Hamida feels her daughter was a victim of manipulative men and guilty only of being gullible. However, we spoke to Kyrgyz women the same age as Elmira who said they felt anxious that the returnees could radicalise others, especially after seeing how the Taliban retook Afghanistan.
“As a mum, I’ve heard a lot of insults and slurs. I don’t want my child to have to hear that. I don’t want people to point fingers at my child and call her a terrorist,” Hamida says.
Deputy Prime Minister Edil Baisalov is keen to showcase the repatriation policy as proof that Kyrgyzstan is a tolerant democracy that looks after all of its citizens.
“I believe that the best thing is that they forget the nightmare they have been through, and that nobody in their families and communities remembers this situation. That everyone is just a good citizen of Kyrgyzstan,” he tells us.
Mr Baisalov knows this is a contentious subject, particularly in some Western countries. A former ambassador to the UK, he was in post shortly after Shamima Begum, one of three London schoolgirls who left to join IS, had her British citizenship revoked.

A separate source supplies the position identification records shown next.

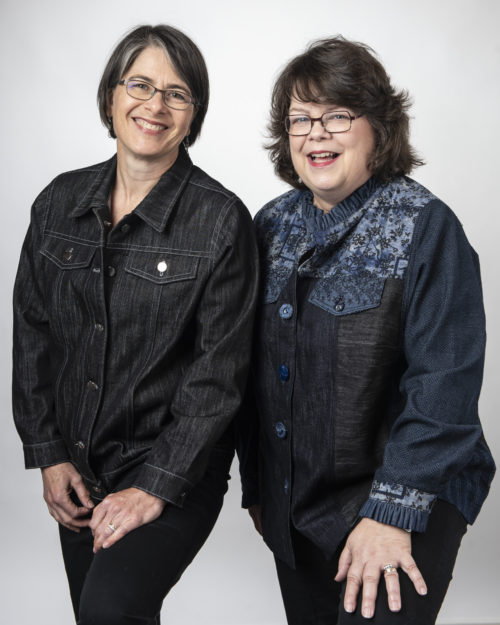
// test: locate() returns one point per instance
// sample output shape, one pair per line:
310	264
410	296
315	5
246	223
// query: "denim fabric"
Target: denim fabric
127	583
131	343
312	597
368	365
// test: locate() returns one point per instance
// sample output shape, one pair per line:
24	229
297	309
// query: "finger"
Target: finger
115	536
411	569
345	561
371	577
83	495
393	590
352	589
64	519
98	515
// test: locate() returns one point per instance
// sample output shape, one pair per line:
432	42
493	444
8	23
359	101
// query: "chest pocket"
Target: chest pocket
163	268
345	294
67	254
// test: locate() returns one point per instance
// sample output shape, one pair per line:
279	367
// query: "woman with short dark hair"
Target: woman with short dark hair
133	309
368	358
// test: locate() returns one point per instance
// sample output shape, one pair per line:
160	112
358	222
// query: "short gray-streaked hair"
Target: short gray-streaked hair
181	51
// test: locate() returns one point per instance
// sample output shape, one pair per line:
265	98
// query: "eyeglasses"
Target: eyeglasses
173	98
334	122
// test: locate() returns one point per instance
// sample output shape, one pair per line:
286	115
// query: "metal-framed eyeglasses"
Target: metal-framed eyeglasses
333	122
142	90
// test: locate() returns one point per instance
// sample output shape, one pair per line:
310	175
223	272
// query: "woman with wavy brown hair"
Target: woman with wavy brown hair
368	358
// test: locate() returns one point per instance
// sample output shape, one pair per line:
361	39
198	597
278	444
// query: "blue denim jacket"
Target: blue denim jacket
368	365
131	343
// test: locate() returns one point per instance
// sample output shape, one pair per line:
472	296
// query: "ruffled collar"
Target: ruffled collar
316	219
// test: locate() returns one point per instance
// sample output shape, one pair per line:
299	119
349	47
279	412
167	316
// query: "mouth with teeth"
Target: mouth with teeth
149	127
321	159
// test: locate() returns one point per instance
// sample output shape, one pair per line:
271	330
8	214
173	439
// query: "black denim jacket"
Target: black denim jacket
131	343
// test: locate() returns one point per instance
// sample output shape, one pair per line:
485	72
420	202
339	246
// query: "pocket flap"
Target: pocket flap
163	268
346	294
67	254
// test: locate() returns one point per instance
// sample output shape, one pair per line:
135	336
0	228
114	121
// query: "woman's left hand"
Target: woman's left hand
120	513
371	546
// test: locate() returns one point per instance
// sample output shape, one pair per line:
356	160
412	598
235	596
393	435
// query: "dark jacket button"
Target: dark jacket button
284	373
286	311
281	430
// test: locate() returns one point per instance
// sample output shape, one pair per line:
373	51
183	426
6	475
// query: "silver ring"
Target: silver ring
390	569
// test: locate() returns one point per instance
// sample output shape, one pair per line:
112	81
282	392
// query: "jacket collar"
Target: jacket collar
156	208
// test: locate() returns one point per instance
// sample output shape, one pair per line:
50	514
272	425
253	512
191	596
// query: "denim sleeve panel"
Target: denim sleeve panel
43	444
438	433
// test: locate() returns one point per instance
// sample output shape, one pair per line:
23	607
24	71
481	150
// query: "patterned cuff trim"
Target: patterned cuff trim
399	495
399	516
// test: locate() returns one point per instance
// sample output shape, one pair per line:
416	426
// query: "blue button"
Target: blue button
339	305
281	430
286	311
284	373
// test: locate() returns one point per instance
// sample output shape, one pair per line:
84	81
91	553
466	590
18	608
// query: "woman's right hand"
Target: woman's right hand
255	512
59	481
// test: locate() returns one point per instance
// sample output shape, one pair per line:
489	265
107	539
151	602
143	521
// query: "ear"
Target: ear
109	103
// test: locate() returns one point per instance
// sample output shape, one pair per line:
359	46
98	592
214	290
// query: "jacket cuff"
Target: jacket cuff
45	454
163	484
401	506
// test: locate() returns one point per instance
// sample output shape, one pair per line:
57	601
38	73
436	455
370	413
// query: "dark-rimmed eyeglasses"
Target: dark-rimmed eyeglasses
333	122
142	90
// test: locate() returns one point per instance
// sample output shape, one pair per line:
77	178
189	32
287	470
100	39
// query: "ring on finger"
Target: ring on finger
390	569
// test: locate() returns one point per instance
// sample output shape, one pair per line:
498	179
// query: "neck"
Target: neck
134	180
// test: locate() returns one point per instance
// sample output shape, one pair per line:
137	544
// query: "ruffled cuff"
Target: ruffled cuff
401	506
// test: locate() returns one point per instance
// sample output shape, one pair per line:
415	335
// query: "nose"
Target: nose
317	130
156	103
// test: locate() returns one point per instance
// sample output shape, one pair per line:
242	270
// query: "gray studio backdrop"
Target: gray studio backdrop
447	53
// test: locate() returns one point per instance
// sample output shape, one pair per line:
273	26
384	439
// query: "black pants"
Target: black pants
312	597
126	583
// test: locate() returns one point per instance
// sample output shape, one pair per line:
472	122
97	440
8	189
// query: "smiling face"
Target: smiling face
332	166
148	129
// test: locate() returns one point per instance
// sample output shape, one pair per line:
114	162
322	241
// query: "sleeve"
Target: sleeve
32	384
437	432
246	430
212	387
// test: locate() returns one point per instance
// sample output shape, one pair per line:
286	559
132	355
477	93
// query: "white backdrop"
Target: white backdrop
446	52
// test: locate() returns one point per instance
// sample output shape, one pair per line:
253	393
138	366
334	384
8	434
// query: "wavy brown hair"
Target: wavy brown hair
344	73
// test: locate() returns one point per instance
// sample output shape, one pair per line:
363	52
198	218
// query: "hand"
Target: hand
371	546
255	512
125	511
59	481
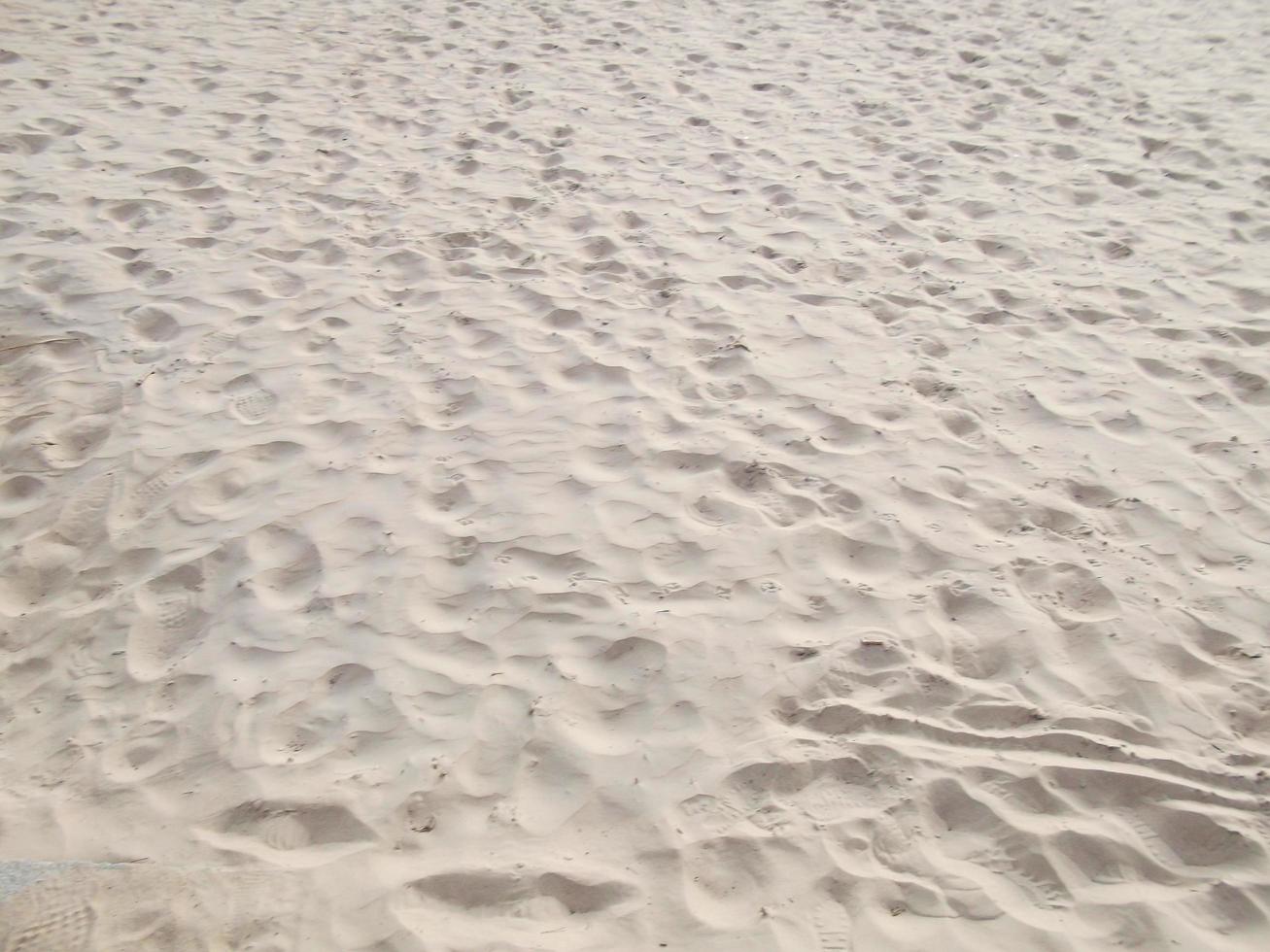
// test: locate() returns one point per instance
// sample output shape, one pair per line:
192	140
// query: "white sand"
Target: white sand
719	476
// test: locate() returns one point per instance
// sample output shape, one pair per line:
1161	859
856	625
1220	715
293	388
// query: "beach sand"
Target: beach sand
606	475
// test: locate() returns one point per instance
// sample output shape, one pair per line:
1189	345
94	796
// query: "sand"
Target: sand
715	476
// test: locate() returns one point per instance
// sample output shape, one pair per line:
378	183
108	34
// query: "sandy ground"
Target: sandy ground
715	476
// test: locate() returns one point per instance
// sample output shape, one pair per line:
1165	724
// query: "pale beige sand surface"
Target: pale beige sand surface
722	476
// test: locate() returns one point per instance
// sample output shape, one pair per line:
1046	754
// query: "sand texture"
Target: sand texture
736	476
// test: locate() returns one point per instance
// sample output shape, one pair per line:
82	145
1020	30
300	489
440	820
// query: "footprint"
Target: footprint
289	827
83	518
249	401
525	894
164	633
1070	595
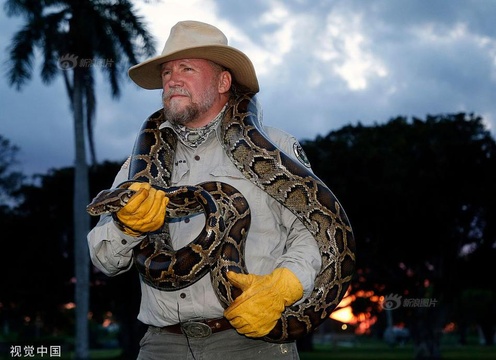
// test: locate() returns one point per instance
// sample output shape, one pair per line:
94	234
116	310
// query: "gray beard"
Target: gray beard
188	115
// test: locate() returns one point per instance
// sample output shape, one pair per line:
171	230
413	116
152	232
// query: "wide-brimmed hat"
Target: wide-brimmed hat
196	40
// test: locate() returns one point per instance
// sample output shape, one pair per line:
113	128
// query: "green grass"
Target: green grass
381	351
362	349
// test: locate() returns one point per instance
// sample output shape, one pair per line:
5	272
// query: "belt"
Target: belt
198	328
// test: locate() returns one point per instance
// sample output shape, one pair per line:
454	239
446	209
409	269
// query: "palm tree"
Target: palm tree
75	37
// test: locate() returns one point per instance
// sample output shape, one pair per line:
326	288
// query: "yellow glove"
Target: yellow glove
145	211
255	312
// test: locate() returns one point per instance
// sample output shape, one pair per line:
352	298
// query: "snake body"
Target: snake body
283	178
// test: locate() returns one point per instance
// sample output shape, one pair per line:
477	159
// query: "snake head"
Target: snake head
109	201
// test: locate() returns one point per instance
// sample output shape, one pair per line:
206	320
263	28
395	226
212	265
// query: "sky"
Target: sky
321	65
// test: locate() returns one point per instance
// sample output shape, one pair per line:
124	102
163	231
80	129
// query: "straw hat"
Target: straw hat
196	40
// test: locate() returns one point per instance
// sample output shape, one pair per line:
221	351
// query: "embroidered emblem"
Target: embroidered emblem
126	163
300	154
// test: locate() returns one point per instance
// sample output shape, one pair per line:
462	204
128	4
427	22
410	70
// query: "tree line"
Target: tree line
420	195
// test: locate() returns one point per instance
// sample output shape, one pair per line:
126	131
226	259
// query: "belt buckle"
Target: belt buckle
196	329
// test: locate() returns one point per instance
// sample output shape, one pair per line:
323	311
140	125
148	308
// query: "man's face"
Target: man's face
190	88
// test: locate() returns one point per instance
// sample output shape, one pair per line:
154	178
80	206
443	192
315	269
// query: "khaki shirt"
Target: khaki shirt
276	237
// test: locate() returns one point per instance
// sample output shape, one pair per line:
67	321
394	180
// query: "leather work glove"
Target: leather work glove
255	312
145	211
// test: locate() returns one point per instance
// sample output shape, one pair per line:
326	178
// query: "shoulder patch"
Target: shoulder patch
126	163
300	154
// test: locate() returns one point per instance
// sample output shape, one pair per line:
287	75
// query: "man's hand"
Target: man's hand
255	312
145	211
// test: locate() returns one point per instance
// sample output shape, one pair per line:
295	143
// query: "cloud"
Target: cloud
321	65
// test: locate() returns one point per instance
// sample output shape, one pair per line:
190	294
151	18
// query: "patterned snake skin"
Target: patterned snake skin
220	246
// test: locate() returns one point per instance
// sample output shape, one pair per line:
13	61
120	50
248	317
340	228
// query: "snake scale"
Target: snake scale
219	248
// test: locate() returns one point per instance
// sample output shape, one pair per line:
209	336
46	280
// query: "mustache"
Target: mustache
177	91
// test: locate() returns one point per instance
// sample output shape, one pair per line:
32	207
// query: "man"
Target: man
199	73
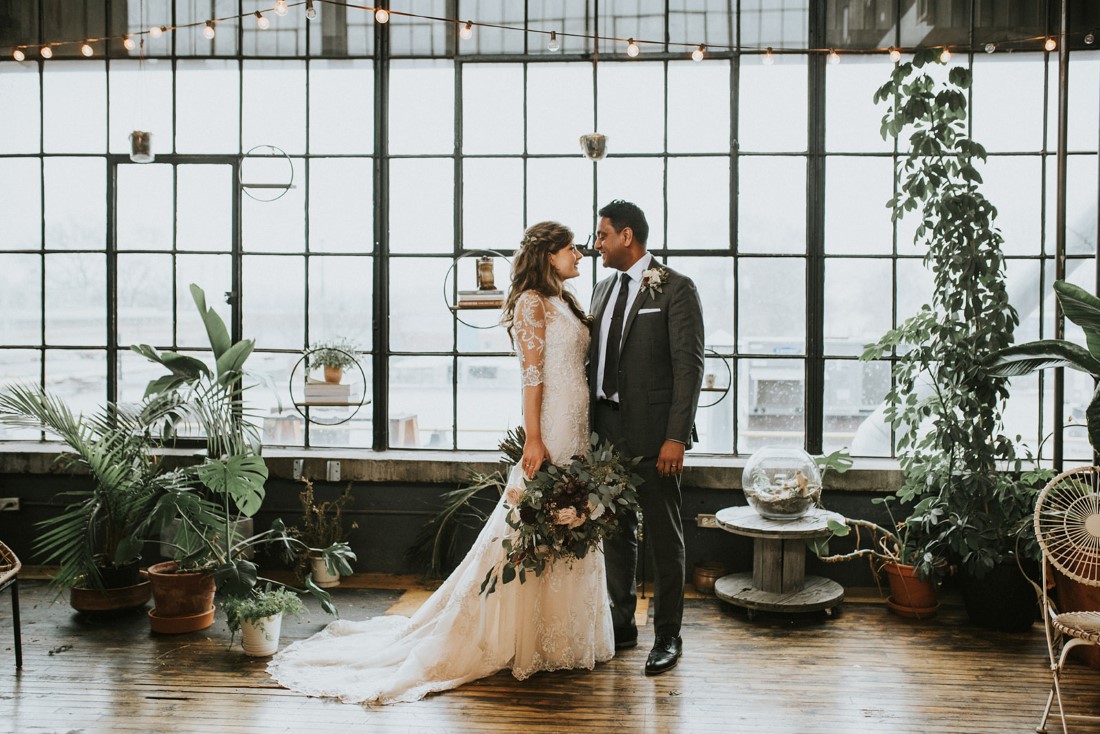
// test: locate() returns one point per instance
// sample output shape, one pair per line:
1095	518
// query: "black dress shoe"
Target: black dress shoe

The deputy prime minister also wanted to send a political message. Human rights groups have questioned Kyrgyzstan’s reputation as an island of democracy in central Asia since disputed elections in 2020 and the introduction of new laws.
“For Kyrgyzstan, this was not an easy decision,” he said. “Of course, our kind of Islam is not radical. It is a very tolerant Islam, respectful of other religions. We are a small nation that needs to take care of each other. Even of those who commit mistakes.”
The scheme is supported by the UN children’s agency Unicef and Sylvi Hill, who lead their repatriation efforts in Kyrgyzstan, describes it as “commendable”. She says Unicef is calling for “all governments to facilitate the return, rehabilitation and reintegration of their children affected by conflict”.
The women we spoke to say they are grateful to be offered this second chance, and they are well aware that there are nearly 50,000 others from around the world still trapped in camps in northern Syria, with no way out.